Multimodal Models Learn "Search on Demand," Reducing Searches by 30% While Improving Accuracy: ByteDance & NTU New Research Optimizes Multimodal Model Search Strategies

After reinforcement learning training, the model improved its ability to optimize search content and process search results (left figure below: the RL-trained model’s performance in executing RAG workflows is superior to that of the original model), while also enhancing its ability to mine and utilize its inherent knowledge (right figure below: the model increased the ratio of correctly answering questions without searching).

Multimodal Models Learn "Search on Demand," Reducing Searches by 30% While Improving Accuracy: ByteDance & NTU New Research Optimizes Multimodal Model Search Strategies

Reinforcement learning demonstrated greater potential than supervised fine-tuning, achieving larger performance gains with fewer training samples across all tasks (left figure below).

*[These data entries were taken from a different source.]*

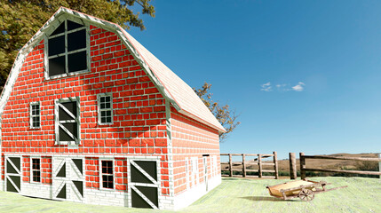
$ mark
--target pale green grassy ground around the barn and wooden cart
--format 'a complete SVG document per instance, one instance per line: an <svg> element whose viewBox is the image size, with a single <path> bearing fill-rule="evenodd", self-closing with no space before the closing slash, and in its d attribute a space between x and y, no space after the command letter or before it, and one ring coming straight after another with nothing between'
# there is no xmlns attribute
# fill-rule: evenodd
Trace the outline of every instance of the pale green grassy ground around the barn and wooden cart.
<svg viewBox="0 0 381 213"><path fill-rule="evenodd" d="M347 188L315 195L314 201L282 201L271 197L266 185L288 180L223 178L222 184L178 212L381 212L381 179L364 177L316 177L336 187ZM127 209L50 201L0 192L0 212L172 212L152 209Z"/></svg>

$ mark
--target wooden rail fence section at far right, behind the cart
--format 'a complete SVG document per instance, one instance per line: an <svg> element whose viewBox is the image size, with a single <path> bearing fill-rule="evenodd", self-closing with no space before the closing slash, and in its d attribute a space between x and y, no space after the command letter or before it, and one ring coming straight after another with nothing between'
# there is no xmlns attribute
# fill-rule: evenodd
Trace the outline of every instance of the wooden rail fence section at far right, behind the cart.
<svg viewBox="0 0 381 213"><path fill-rule="evenodd" d="M326 156L326 155L305 155L304 153L299 154L300 159L300 177L302 179L306 178L306 171L322 171L322 172L340 172L340 173L351 173L351 174L362 174L362 175L379 175L381 177L381 163L380 171L363 171L363 170L326 170L326 169L312 169L306 168L306 159L329 159L329 160L353 160L362 162L381 162L381 156L378 158L361 158L361 157L336 157L336 156Z"/></svg>

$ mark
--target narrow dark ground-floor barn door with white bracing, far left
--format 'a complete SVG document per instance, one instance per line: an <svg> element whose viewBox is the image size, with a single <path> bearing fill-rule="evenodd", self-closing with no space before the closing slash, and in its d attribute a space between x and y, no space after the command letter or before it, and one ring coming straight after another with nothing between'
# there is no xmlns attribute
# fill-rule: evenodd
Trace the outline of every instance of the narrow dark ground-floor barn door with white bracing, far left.
<svg viewBox="0 0 381 213"><path fill-rule="evenodd" d="M21 189L20 157L5 158L5 187L7 192L20 193Z"/></svg>

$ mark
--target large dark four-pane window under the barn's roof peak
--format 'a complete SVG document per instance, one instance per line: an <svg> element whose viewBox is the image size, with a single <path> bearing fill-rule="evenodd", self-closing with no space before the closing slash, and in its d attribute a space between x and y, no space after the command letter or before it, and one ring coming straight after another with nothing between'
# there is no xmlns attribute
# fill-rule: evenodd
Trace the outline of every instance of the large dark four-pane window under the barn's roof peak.
<svg viewBox="0 0 381 213"><path fill-rule="evenodd" d="M45 43L47 78L56 78L88 70L88 29L71 20L63 21Z"/></svg>

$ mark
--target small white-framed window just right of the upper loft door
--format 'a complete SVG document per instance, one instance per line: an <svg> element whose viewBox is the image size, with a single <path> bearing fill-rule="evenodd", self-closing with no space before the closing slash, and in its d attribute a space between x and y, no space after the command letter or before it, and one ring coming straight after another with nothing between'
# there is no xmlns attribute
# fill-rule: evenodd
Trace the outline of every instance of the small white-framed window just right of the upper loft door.
<svg viewBox="0 0 381 213"><path fill-rule="evenodd" d="M111 94L98 95L98 123L113 123L113 96Z"/></svg>

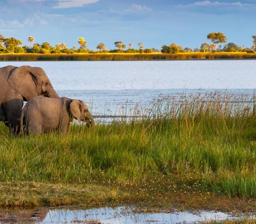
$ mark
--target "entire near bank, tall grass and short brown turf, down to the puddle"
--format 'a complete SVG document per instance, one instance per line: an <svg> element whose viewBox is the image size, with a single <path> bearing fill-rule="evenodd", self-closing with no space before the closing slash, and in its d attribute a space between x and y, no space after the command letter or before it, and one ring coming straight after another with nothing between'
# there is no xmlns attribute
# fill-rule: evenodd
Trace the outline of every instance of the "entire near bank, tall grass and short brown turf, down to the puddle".
<svg viewBox="0 0 256 224"><path fill-rule="evenodd" d="M151 110L135 112L143 120L90 129L73 125L66 137L11 137L1 124L0 204L196 203L234 209L246 199L244 206L253 209L255 106L255 97L217 93L163 97ZM26 189L34 197L22 196Z"/></svg>

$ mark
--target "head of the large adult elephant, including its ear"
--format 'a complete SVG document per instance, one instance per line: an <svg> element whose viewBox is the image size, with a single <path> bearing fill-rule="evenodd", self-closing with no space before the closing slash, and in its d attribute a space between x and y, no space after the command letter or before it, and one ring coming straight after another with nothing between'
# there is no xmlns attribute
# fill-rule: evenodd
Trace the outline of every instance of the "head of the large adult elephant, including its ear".
<svg viewBox="0 0 256 224"><path fill-rule="evenodd" d="M59 97L42 68L18 67L12 70L7 81L12 89L23 96L25 101L35 96Z"/></svg>

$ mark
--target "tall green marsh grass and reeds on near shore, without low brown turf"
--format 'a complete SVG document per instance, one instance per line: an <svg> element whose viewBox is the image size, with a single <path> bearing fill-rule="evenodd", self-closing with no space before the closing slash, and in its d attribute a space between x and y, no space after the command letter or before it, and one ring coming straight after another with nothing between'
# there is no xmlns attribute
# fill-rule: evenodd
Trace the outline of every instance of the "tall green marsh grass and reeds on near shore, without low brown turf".
<svg viewBox="0 0 256 224"><path fill-rule="evenodd" d="M124 109L125 110L125 109ZM159 96L150 108L59 133L12 137L0 125L0 181L125 186L180 175L230 197L256 198L256 97Z"/></svg>

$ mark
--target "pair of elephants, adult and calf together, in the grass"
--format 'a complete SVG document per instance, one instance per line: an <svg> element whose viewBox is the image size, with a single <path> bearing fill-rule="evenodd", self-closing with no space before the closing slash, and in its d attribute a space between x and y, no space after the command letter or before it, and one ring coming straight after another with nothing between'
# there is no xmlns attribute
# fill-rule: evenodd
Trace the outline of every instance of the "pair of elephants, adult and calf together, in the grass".
<svg viewBox="0 0 256 224"><path fill-rule="evenodd" d="M24 107L23 101L27 101ZM0 68L0 121L11 134L56 130L66 134L73 119L85 122L87 127L94 123L83 101L58 96L42 68Z"/></svg>

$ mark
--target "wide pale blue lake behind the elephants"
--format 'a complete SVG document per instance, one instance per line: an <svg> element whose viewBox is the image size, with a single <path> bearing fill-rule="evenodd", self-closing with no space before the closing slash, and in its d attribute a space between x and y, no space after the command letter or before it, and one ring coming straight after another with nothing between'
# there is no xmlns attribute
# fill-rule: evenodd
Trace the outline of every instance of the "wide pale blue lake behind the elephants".
<svg viewBox="0 0 256 224"><path fill-rule="evenodd" d="M159 94L212 91L251 95L256 89L254 60L0 62L42 67L59 96L77 98L94 115L122 114L136 103L149 106Z"/></svg>

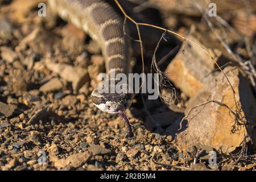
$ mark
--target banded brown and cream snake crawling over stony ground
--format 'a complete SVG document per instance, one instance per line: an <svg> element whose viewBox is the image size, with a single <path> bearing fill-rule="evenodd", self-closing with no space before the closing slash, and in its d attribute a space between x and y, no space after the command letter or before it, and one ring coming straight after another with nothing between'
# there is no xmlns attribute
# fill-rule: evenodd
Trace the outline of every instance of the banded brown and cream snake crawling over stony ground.
<svg viewBox="0 0 256 182"><path fill-rule="evenodd" d="M129 73L131 47L129 39L123 33L123 21L104 0L49 0L51 10L60 18L71 22L100 45L105 59L106 73ZM131 104L128 93L98 93L91 95L94 105L100 110L118 114Z"/></svg>

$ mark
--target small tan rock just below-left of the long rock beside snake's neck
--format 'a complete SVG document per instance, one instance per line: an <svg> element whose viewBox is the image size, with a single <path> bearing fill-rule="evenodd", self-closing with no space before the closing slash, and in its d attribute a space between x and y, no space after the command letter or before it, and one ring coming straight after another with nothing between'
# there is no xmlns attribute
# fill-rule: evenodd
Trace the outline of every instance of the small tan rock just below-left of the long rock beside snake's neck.
<svg viewBox="0 0 256 182"><path fill-rule="evenodd" d="M52 78L46 84L40 86L40 91L44 93L55 92L63 88L63 84L59 78Z"/></svg>

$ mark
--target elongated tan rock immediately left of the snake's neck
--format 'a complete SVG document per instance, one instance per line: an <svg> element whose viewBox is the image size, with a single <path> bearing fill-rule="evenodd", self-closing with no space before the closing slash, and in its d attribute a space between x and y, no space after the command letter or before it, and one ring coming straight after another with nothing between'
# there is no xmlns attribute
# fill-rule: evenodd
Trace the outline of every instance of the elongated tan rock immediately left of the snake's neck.
<svg viewBox="0 0 256 182"><path fill-rule="evenodd" d="M82 85L89 81L89 75L85 68L73 67L68 64L52 63L50 60L46 60L46 67L65 80L72 82L73 90L77 92Z"/></svg>

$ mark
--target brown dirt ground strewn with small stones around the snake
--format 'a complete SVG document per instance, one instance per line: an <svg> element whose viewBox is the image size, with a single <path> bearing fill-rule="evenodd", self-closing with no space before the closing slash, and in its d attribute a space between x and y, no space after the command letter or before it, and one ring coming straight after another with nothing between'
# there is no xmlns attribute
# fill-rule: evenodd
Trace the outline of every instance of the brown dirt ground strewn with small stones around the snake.
<svg viewBox="0 0 256 182"><path fill-rule="evenodd" d="M165 119L183 118L184 111L165 115L170 107L141 94L126 111L134 126L133 136L128 137L122 118L102 113L90 99L97 85L95 77L105 69L97 43L60 18L38 16L39 2L0 0L0 170L256 169L255 150L250 148L242 155L217 152L216 164L209 164L208 154L199 152L199 148L180 151L172 142L174 136L164 132L172 122L159 129L148 118L161 113ZM127 6L127 11L134 6ZM157 7L134 15L138 17L181 35L186 35L192 24L202 23L200 17L169 16ZM150 72L162 32L146 27L141 31L145 71ZM177 47L168 58L172 60L182 49L182 40L172 35L166 39L157 56L163 57ZM134 72L141 72L138 44L134 49ZM241 48L243 52L245 47ZM47 67L49 61L51 68ZM165 62L160 68L164 71L167 65ZM65 76L61 73L64 70ZM84 81L84 85L77 85L77 80ZM253 86L250 88L253 90ZM176 90L179 103L174 104L185 107L189 97ZM240 150L238 147L234 154Z"/></svg>

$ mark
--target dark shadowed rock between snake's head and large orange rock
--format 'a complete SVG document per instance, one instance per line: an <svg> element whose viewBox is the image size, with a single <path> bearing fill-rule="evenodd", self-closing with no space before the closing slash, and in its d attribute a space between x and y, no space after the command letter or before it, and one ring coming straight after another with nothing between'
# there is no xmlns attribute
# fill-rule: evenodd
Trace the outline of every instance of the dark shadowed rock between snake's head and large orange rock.
<svg viewBox="0 0 256 182"><path fill-rule="evenodd" d="M174 111L166 111L164 113L154 114L151 115L151 117L146 118L145 127L146 129L152 129L156 128L156 125L162 127L168 126L175 122L175 120L180 116L180 113L175 113Z"/></svg>

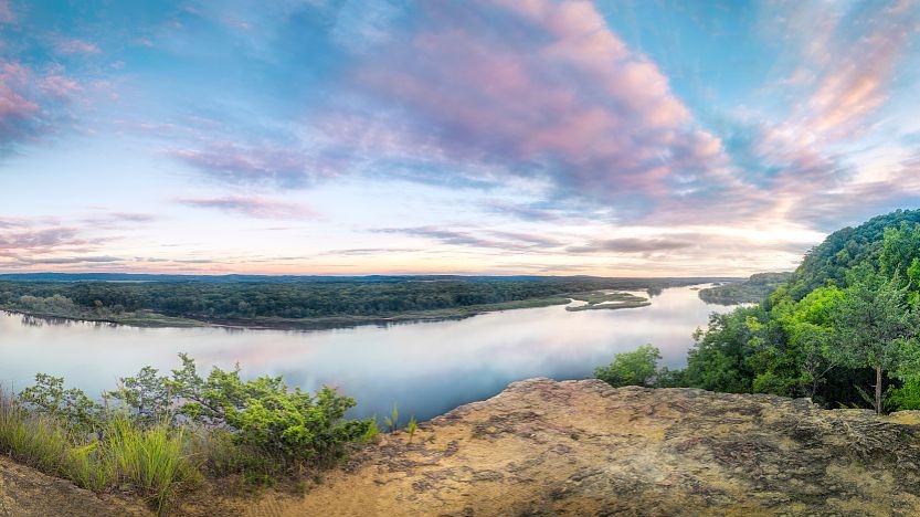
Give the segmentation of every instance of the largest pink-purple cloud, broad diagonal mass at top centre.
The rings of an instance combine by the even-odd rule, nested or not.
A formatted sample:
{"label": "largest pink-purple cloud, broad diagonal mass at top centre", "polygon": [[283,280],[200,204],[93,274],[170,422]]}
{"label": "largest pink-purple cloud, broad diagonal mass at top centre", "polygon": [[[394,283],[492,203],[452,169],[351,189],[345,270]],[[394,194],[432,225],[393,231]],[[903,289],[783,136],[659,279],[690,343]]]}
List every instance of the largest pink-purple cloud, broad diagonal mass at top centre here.
{"label": "largest pink-purple cloud, broad diagonal mass at top centre", "polygon": [[[728,166],[719,138],[695,126],[667,77],[592,3],[474,1],[422,10],[420,32],[352,76],[363,98],[398,106],[364,122],[357,141],[368,151],[405,143],[406,156],[434,150],[457,162],[498,163],[601,200],[668,196],[674,175],[718,176]],[[373,138],[381,134],[387,138]]]}

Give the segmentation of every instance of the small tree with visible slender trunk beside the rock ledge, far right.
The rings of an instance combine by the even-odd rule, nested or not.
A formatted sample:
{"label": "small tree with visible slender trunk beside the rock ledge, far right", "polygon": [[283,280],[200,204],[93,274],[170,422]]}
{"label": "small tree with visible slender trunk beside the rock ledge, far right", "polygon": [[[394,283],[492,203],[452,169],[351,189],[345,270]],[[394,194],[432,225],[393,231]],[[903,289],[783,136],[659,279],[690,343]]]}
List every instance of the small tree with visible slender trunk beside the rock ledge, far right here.
{"label": "small tree with visible slender trunk beside the rock ledge, far right", "polygon": [[898,275],[885,277],[867,268],[855,273],[835,309],[837,346],[831,357],[849,368],[876,372],[874,405],[882,411],[882,376],[906,359],[905,344],[917,331],[917,315],[906,300]]}

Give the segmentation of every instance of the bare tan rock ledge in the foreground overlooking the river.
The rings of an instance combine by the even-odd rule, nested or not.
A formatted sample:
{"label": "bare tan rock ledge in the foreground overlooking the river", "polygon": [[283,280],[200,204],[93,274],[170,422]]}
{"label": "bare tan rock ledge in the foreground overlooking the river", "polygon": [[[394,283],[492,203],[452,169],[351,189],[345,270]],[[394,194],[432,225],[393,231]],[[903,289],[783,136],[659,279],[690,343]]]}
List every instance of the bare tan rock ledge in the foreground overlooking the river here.
{"label": "bare tan rock ledge in the foreground overlooking the river", "polygon": [[250,515],[920,515],[920,418],[530,379]]}

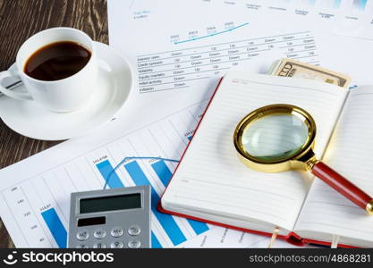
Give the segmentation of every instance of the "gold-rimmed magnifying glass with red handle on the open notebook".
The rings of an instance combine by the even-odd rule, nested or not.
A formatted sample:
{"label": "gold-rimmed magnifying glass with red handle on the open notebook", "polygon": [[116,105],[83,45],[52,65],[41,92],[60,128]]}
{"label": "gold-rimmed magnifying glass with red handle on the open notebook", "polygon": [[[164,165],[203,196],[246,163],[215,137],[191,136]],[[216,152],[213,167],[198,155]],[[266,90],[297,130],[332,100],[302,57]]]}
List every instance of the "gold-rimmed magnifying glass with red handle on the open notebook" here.
{"label": "gold-rimmed magnifying glass with red handle on the open notebook", "polygon": [[242,163],[259,172],[310,171],[373,215],[373,198],[316,159],[316,123],[294,105],[267,105],[240,121],[233,142]]}

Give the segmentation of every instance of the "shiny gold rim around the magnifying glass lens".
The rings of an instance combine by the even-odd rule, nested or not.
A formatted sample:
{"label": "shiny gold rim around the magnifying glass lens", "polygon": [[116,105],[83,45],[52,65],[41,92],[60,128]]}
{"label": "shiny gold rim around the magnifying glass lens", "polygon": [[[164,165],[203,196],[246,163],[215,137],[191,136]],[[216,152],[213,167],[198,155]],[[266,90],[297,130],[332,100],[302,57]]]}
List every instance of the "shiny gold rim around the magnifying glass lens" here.
{"label": "shiny gold rim around the magnifying glass lens", "polygon": [[[259,159],[253,155],[250,155],[246,152],[242,145],[242,133],[243,130],[252,122],[257,121],[264,116],[273,115],[273,114],[293,114],[302,119],[305,122],[309,129],[309,136],[307,141],[304,145],[293,155],[286,156],[284,158],[276,159],[276,160],[263,160]],[[280,164],[285,163],[291,160],[296,160],[300,158],[302,155],[305,155],[309,150],[312,150],[314,140],[316,138],[316,123],[313,120],[312,116],[305,110],[301,109],[295,105],[285,105],[285,104],[276,104],[276,105],[267,105],[260,107],[259,109],[252,111],[251,113],[247,114],[242,120],[237,124],[236,129],[234,130],[233,134],[233,143],[234,147],[237,150],[240,158],[243,160],[244,163],[250,165],[251,168],[255,169],[255,165],[259,165],[258,169],[263,170],[262,165],[268,164]],[[288,166],[290,169],[290,166]]]}

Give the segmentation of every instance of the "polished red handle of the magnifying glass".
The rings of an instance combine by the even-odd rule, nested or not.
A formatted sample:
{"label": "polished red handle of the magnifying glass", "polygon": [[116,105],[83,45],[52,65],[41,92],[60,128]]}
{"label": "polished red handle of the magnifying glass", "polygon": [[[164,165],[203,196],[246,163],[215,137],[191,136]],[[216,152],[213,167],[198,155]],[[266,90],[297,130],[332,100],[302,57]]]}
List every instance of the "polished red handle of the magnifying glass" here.
{"label": "polished red handle of the magnifying glass", "polygon": [[330,187],[335,188],[344,197],[347,197],[356,205],[367,210],[369,214],[373,213],[372,197],[369,197],[362,189],[358,188],[350,180],[345,179],[338,172],[335,172],[325,163],[316,163],[311,172],[318,176],[319,179],[324,180]]}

It also proved that balancing the data search ratio and incorporating a search penalty mechanism in the reward function helps shape the model’s on-demand search behavior during training (right figure below).

Multimodal Models Learn "Search on Demand," Reducing Searches by 30% While Improving Accuracy: ByteDance & NTU New Research Optimizes Multimodal Model Search Strategies

In summary, MMSearch-R1 is an innovative framework based on reinforcement learning that empowers large multimodal models to perform intelligent on-demand searches in real-world internet environments. This framework enables models to autonomously identify knowledge boundaries and subsequently choose image or text search methods to acquire necessary information, effectively reasoning over the search results.

The team stated that this research provides important insights for developing large multimodal models with real-world interaction capabilities, laying the foundation for building adaptive, interactive multimodal agents. As models continue to interact with the real world through more tools, it is expected that multimodal intelligence will achieve new leaps in reasoning and adaptability.